The real research and personal evaluation can only start after the latter for me. There I can have a better look at price/performance ratios and get a few very valuable hints on image quality.

And frankly the last is for the moment my biggest concern; I've always been extremely picky with AF quality and extremely allergic to a crapload of AF related optimisations. I can only hope that the low amount of TMUs won't mean that between default driver settings and "high quality" mode the performance difference will be as small as since G80. In a worst case scenario where the performance drop might be a flashback to prior than G80 solutions I'm afraid it will degrade significantly the overall value of a GF100 for me.
 
And frankly the last is for the moment my biggest concern; I've always been extremely picky with AF quality and extremely allergic to a crapload of AF related optimisations. I can only hope that the low amount of TMUs won't mean that between default driver settings and "high quality" mode the performance difference will be as small as since G80. In a worst case scenario where the performance drop might be a flashback to prior than G80 solutions I'm afraid it will degrade significantly the overall value of a GF100 for me.
Agreed. Fortunately I suspect this is highly unlikely, though at the same time it's a bit worrying that they didn't even touch on the anisotropic filtering quality in the press releases.
 
I would be shocked if the units are not physically there, ripping them out takes more work than disabling them. It also means you need a new die for the Firewhateveritiscallednow variant, and that is very unlikely to be a sane proposition.
Keep an eye on section 4.0:

http://developer.amd.com/gpu/ATIStreamSDK/assets/ATI_Stream_SDK_Getting_Started_Guide_v2.0.pdf

when the Evergreen FireStream cards arrive. I don't expect Juniper based FireStream to support double precision.

Jawed
 
Keep an eye on section 4.0:

http://developer.amd.com/gpu/ATIStreamSDK/assets/ATI_Stream_SDK_Getting_Started_Guide_v2.0.pdf

when the Evergreen FireStream cards arrive. I don't expect Juniper based FireStream to support double precision.

Jawed

That would be odd, whats the point of a firestream card if it can't do DP? The whole thing doesn't make much sense to me, the power/perf and perf/cost of 57XX compared to 58XX doesn't really make it a much, if any better option. In fact, in power/perf is lower to use 57XX.
 
Agreed. Fortunately I suspect this is highly unlikely, though at the same time it's a bit worrying that they didn't even touch on the anisotropic filtering quality in the press releases.

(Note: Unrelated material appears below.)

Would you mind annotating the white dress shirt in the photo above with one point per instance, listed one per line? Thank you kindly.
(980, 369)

Not in the press releases but TR got a related quote. TR is referring to a cleaner AF test pattern on Cypress but in motion it's been demonstrated that Nvidia's AF is still superior (less shimmering) so unless they've gone backwards it should be ok.

One mild surprise is that Nvidia hasn't changed its texture filtering algorithm from the GT200, despite some expectations that the GF100 might bring improved quality in light of the new Radeons' near perfect angle-invariant aniso. Alben described the output of the algorithm first implemented in G80 as "really beautiful" and said the team thus viewed filtering as "a solved problem." Hard to argue with that, really.
 
That would be odd, whats the point of a firestream card if it can't do DP?

Considering usable DP support didn't exist at all on professional cards a few years ago (and it could be argued that RV770 and GT200 implementations weren't useful either) then I don't see why that should be a problem, especially for lower end boards. If companies want the best they need to pony up the $$$.